Anggukan semangat dari Regan lagi-lagi membuat Ayah tersenyum bangga. Sampai beberapa menit, baik Ayah atau Rega masih belum ada yang bergerak dari tempat nya karena merasa nyaman. Sudah lupa kapan terakhir kali mereka berdekatan seperti ini.
“Maafin Regan bikin Ayah pusing ya, Yah.”
“Regan nya Ayah selalu nurut sama apa yang Ayah ilang, bahkan sebelum Ayah larang kalau Regan tau itu salah, pasti gak akan Regan lakuin.”
Dengan hembusan lemah, Regan menjawab.
“Maafin Regan...”
“Abang, kenapa?”
“Regan gagal mencari jati diri Regan lagi, Yah.

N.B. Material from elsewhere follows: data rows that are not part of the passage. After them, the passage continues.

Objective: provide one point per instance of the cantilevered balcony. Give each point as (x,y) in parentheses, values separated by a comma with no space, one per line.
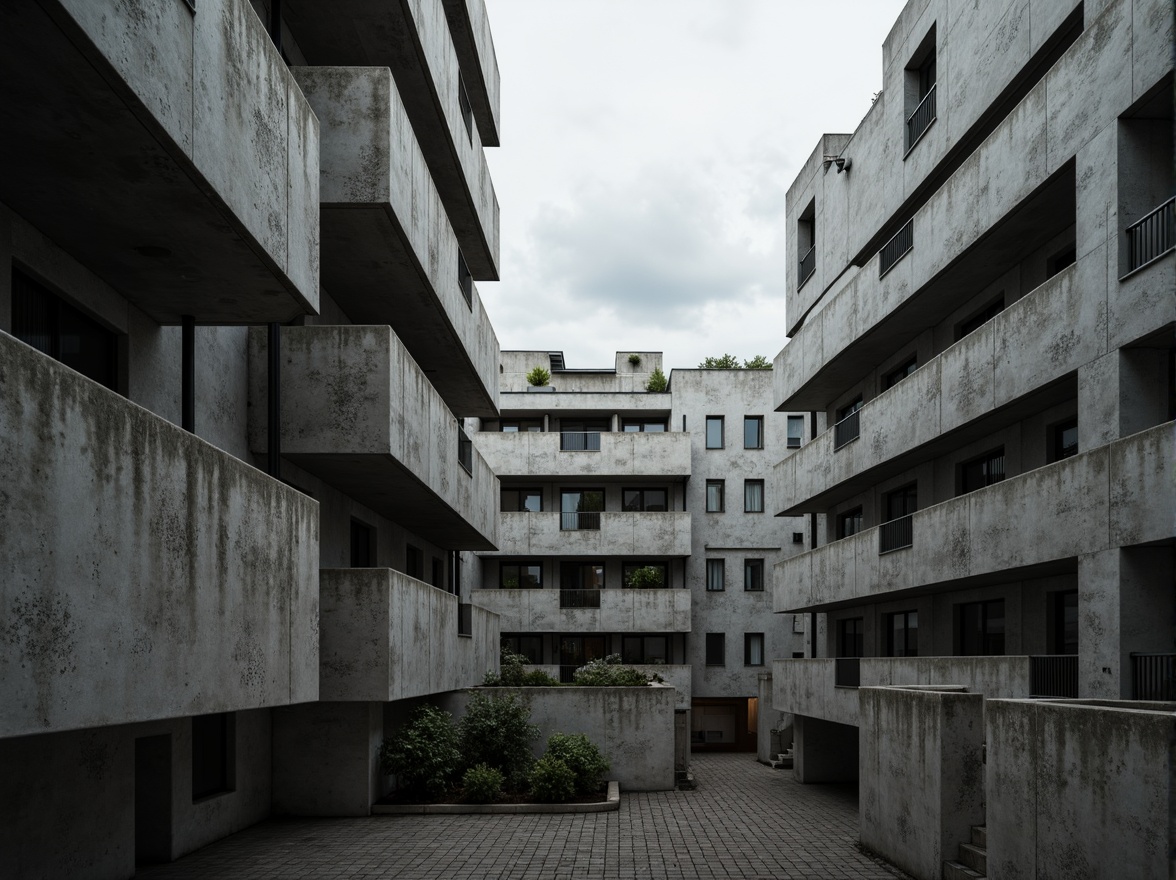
(552,454)
(613,533)
(361,415)
(138,562)
(388,637)
(389,253)
(616,611)
(169,152)
(1037,521)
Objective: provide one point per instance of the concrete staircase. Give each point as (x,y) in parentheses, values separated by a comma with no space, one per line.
(973,858)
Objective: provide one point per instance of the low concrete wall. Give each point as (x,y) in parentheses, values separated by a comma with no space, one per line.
(1080,790)
(921,774)
(633,726)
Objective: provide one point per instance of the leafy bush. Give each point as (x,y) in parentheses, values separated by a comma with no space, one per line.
(550,779)
(496,731)
(581,757)
(482,784)
(423,753)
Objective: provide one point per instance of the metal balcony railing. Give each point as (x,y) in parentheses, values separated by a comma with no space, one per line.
(1151,237)
(848,428)
(579,598)
(1154,677)
(921,119)
(1054,675)
(580,521)
(896,247)
(896,534)
(580,441)
(808,262)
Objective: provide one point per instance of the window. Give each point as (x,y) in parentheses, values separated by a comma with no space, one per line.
(753,575)
(753,648)
(753,432)
(981,472)
(902,634)
(362,545)
(795,431)
(849,522)
(213,754)
(753,495)
(52,326)
(1064,440)
(580,508)
(716,575)
(714,432)
(648,500)
(850,637)
(982,628)
(521,575)
(899,373)
(716,648)
(714,495)
(518,500)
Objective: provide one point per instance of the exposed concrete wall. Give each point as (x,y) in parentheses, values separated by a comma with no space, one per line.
(140,562)
(922,778)
(633,726)
(1080,791)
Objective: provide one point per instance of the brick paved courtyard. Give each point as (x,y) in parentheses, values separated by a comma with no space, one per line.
(743,820)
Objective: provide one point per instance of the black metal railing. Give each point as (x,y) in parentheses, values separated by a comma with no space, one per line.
(1153,235)
(1154,677)
(579,598)
(580,520)
(1054,675)
(847,672)
(808,262)
(921,119)
(896,533)
(896,247)
(848,428)
(580,440)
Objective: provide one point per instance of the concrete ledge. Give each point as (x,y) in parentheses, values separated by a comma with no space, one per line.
(612,802)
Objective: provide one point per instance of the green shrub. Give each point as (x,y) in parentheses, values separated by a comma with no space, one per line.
(482,784)
(581,757)
(496,731)
(552,780)
(423,753)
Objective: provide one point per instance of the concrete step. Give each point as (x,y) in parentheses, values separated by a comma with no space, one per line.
(974,857)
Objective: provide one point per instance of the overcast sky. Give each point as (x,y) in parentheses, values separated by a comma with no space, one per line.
(647,146)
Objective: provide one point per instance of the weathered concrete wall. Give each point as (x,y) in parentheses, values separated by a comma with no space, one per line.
(138,562)
(922,774)
(633,726)
(1080,790)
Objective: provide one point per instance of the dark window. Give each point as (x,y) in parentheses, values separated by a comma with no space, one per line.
(852,637)
(902,634)
(716,648)
(753,575)
(981,472)
(362,545)
(212,754)
(51,325)
(648,500)
(714,495)
(516,500)
(849,522)
(521,575)
(982,628)
(753,432)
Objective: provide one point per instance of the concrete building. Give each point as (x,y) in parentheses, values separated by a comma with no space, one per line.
(229,552)
(981,313)
(639,524)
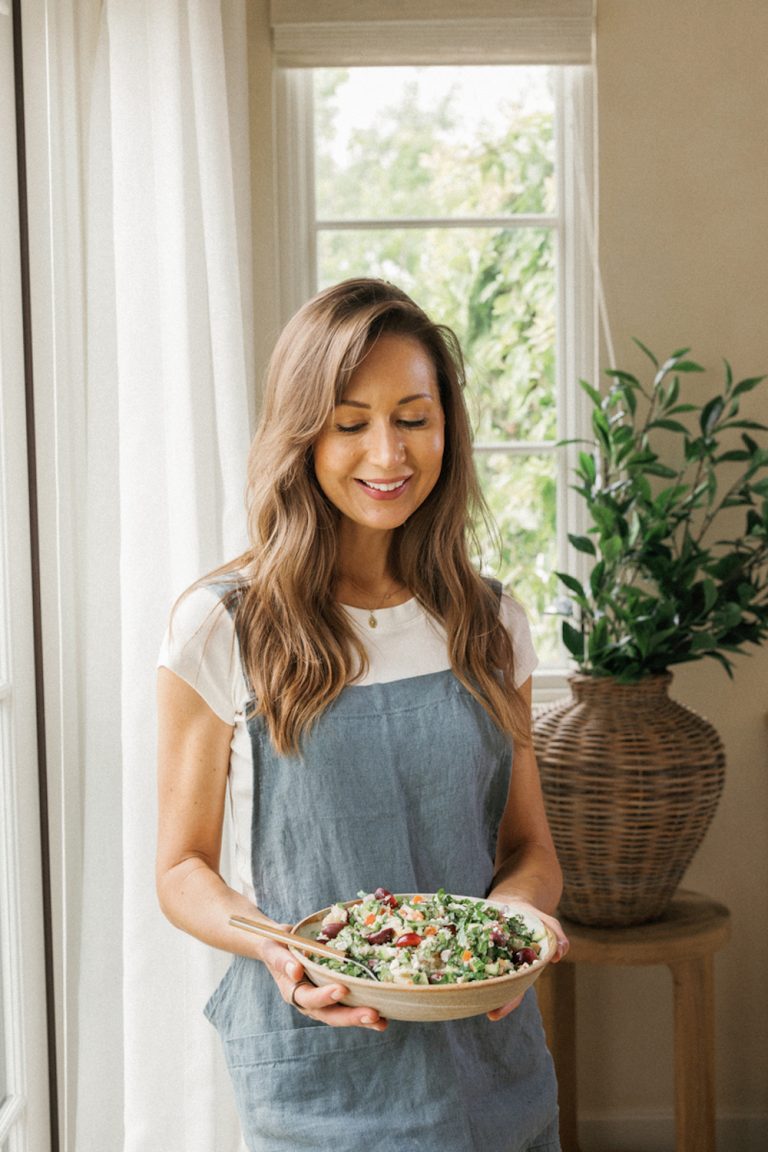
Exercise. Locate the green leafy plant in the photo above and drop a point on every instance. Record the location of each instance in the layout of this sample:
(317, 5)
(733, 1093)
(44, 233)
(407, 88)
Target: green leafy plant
(662, 478)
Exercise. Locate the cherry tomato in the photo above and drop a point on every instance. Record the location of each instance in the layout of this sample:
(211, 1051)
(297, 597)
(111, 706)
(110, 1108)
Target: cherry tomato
(408, 940)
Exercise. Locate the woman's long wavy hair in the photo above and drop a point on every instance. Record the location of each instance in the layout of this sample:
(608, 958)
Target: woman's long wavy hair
(297, 644)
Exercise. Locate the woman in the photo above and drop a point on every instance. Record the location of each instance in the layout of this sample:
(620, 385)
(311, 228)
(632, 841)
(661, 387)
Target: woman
(366, 697)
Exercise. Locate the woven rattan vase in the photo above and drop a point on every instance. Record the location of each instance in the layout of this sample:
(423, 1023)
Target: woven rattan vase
(631, 781)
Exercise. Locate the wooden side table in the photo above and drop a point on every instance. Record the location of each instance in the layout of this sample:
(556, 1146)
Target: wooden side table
(685, 939)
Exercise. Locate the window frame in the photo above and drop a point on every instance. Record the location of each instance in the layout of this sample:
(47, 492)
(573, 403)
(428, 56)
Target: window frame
(576, 290)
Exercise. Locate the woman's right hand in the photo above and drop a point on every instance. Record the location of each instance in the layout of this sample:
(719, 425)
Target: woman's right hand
(318, 1003)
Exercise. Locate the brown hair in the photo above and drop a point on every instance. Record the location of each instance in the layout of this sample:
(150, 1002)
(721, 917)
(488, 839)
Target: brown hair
(297, 644)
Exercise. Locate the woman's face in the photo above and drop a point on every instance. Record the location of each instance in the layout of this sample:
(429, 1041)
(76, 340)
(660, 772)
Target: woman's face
(380, 455)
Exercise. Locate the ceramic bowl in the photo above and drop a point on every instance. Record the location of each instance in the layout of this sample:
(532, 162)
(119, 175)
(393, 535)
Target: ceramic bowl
(430, 1002)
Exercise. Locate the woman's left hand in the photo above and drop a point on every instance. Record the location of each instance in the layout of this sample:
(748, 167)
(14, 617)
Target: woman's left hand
(560, 952)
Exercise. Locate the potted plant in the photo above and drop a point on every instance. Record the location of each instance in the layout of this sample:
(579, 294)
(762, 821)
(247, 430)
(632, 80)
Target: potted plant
(676, 493)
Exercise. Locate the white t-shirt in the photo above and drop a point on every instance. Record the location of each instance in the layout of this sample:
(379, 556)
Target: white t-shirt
(200, 645)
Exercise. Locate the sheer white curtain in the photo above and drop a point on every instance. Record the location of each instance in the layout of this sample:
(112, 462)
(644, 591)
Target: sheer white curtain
(167, 414)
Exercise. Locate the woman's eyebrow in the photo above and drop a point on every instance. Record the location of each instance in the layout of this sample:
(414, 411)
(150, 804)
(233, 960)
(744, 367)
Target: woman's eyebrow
(405, 400)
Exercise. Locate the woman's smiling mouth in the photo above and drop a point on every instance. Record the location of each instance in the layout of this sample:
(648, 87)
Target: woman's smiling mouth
(383, 490)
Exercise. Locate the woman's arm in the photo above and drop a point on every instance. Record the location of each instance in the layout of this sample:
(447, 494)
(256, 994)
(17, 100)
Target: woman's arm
(192, 766)
(527, 871)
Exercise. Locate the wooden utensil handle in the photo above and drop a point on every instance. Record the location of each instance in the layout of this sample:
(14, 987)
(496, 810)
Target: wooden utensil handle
(263, 927)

Untuk yang kedua kalinya.”
Semakin ia genggam erat tangan sang Ayah yang setia menyambut genggaman manis itu.
Tangan kirinya yang diam, ia gunakan untuk mengusap lembut punggung tangan Regan. Dengan lagak sok kuat, Ayah nya mengatakan
“Gagal, tentang apa yang Regan dapat. Nggak selalu tentang yang Regan buang sia-sia. Disetiap perjuangan, tidak ada kata sia-sia.”

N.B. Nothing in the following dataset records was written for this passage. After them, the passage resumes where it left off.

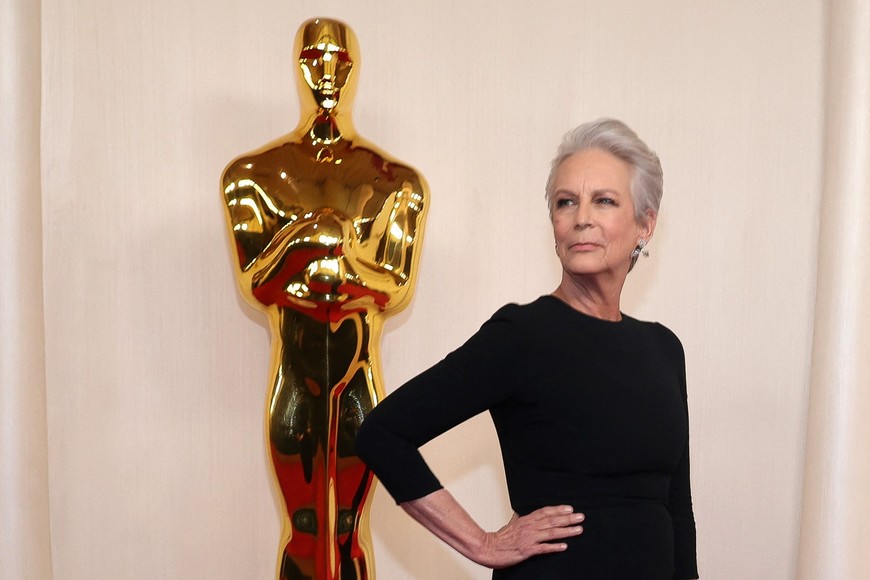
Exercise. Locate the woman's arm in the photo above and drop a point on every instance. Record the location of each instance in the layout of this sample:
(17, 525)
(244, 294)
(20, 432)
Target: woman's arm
(522, 537)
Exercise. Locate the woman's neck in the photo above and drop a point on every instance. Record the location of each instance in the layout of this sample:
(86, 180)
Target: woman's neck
(590, 298)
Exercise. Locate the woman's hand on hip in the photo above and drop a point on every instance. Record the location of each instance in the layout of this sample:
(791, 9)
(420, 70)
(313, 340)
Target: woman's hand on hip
(530, 535)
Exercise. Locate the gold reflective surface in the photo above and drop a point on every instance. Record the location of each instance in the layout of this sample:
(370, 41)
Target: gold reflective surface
(327, 231)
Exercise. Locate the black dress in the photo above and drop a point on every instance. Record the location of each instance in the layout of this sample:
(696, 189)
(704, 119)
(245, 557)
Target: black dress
(588, 412)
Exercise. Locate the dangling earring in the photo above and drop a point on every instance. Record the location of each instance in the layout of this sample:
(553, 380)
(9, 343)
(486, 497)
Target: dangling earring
(639, 249)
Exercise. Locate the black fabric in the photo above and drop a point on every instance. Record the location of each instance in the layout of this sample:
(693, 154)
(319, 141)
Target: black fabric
(588, 412)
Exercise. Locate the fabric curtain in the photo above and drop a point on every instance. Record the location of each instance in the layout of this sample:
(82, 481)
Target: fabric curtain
(835, 524)
(25, 538)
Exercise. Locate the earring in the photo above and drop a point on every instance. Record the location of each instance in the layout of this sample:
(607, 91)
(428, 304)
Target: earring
(639, 249)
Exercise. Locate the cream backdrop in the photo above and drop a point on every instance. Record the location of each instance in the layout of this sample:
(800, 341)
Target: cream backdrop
(155, 371)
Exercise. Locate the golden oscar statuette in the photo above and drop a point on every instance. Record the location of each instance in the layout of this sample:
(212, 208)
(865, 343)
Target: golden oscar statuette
(327, 229)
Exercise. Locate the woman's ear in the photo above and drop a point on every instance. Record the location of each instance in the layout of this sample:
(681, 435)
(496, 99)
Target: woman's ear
(648, 226)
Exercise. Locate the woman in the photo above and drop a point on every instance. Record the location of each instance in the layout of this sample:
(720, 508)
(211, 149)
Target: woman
(589, 404)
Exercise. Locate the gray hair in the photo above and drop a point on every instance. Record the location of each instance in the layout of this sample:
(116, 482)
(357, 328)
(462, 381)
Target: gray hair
(616, 138)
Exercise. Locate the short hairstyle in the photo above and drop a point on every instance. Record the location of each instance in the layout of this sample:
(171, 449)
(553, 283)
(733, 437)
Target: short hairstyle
(616, 138)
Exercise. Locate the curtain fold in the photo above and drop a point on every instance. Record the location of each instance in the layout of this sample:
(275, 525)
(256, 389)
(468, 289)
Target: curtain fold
(835, 522)
(25, 552)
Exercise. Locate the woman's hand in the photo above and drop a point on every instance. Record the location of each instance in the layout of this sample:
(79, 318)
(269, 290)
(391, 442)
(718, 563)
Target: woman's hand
(530, 535)
(522, 537)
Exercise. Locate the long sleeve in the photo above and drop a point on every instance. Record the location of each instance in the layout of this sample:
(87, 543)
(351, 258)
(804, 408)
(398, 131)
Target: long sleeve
(680, 501)
(471, 379)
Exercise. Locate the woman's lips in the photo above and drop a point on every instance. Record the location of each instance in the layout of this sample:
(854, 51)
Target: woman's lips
(584, 246)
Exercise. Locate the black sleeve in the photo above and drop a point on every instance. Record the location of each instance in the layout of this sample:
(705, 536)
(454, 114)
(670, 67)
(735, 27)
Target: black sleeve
(471, 379)
(680, 497)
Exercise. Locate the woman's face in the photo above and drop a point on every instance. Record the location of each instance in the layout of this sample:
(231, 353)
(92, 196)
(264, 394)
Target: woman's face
(593, 214)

“Saat nanti Regan sudah berkeluarga, Regan akan rindu setiap tetes keringat itu.” Timpal Ayah.
Regan tak menjawab, hanya tangisnya semakin pecah.

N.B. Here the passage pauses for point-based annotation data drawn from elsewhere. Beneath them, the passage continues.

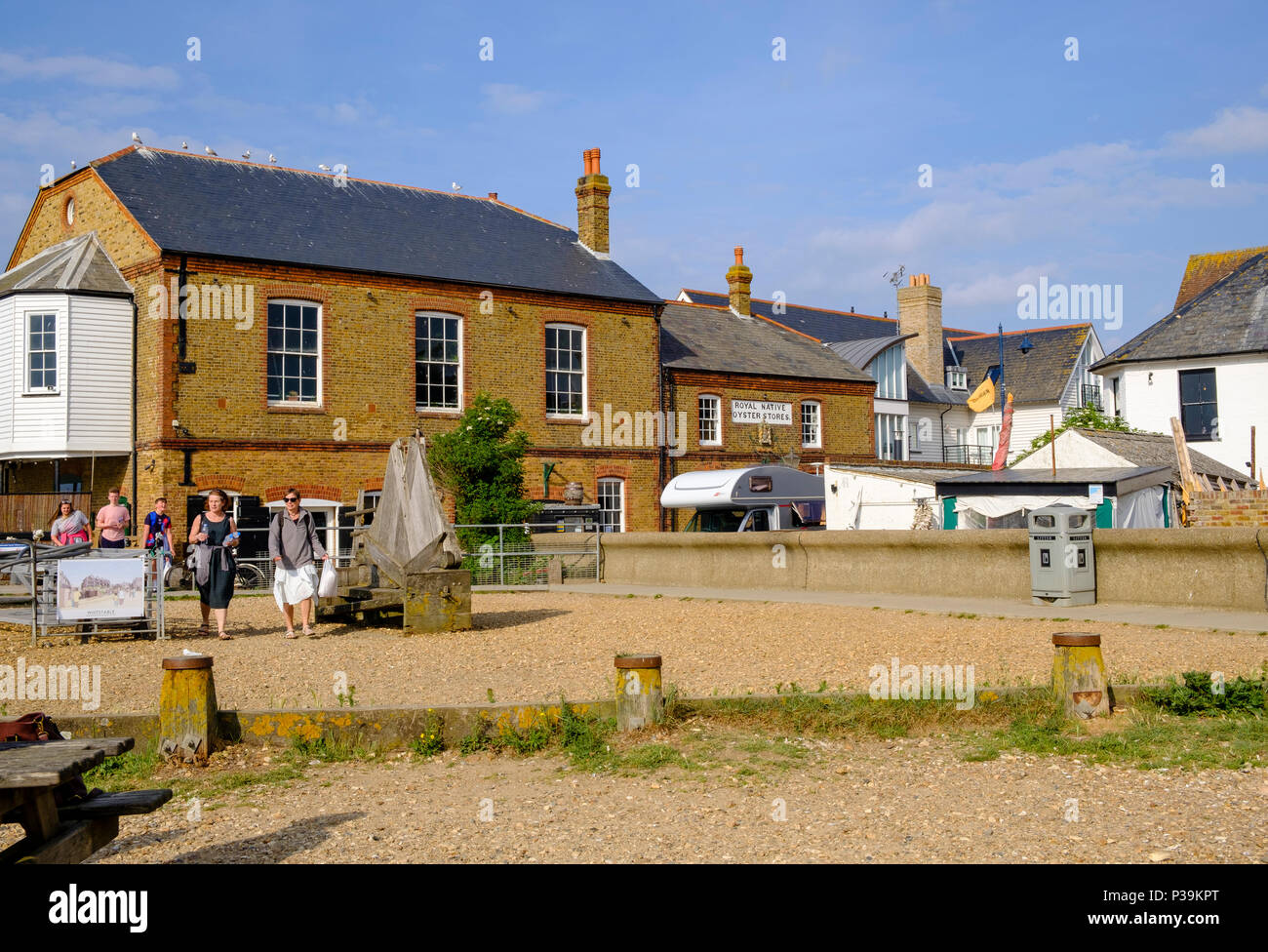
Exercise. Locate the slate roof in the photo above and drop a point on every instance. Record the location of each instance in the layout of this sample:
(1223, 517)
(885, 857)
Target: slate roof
(1229, 317)
(1204, 270)
(197, 204)
(1039, 377)
(79, 265)
(697, 337)
(1158, 451)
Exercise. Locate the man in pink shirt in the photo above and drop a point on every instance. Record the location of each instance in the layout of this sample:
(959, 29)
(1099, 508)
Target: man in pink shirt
(110, 521)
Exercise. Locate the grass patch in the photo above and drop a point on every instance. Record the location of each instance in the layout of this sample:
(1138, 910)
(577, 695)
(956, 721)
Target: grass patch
(1197, 694)
(128, 771)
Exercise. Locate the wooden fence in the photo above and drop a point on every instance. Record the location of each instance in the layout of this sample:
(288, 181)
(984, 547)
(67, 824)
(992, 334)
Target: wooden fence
(24, 512)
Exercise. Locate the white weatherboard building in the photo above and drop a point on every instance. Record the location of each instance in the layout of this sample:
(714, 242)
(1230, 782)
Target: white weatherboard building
(66, 325)
(1206, 363)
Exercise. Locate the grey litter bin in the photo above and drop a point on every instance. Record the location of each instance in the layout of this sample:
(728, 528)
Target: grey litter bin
(1063, 566)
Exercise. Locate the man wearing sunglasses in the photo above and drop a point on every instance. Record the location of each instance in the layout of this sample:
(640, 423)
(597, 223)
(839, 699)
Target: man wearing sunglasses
(293, 544)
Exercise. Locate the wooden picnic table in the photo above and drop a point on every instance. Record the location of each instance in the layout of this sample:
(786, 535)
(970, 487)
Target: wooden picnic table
(30, 774)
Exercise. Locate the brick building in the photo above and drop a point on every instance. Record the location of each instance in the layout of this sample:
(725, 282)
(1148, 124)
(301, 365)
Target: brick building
(287, 326)
(755, 390)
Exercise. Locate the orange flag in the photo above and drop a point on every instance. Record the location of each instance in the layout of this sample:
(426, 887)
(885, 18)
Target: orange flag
(1006, 434)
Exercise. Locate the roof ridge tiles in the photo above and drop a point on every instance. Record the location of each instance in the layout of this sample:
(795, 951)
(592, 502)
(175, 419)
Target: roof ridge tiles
(182, 153)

“Regan..... Lo kenapa sih???”
“Bi... Jangan nangis disini lah, malu kedengeran orang.”
“BIARIN! GUE TADI UDAH AMBIL BAJU ITEM MAU NGELAYAT. TAPI DIA BALIK LAGI!”
“Ohh, jadi lo berharap gue mati aja?”
“YA NGGA LAH ANJING! PIKIR AJA DEH!”
“Re, ini semangka siapa? gue makan ya.”
“Iya Lan, makan aja.”
Setelah urusan mereka dengan sekolah Qiya selesai, Dilan dan Johan menyusul Hasbi ke rumah sakit. Jujur ia tak tau kalau tadi Regan mati suri.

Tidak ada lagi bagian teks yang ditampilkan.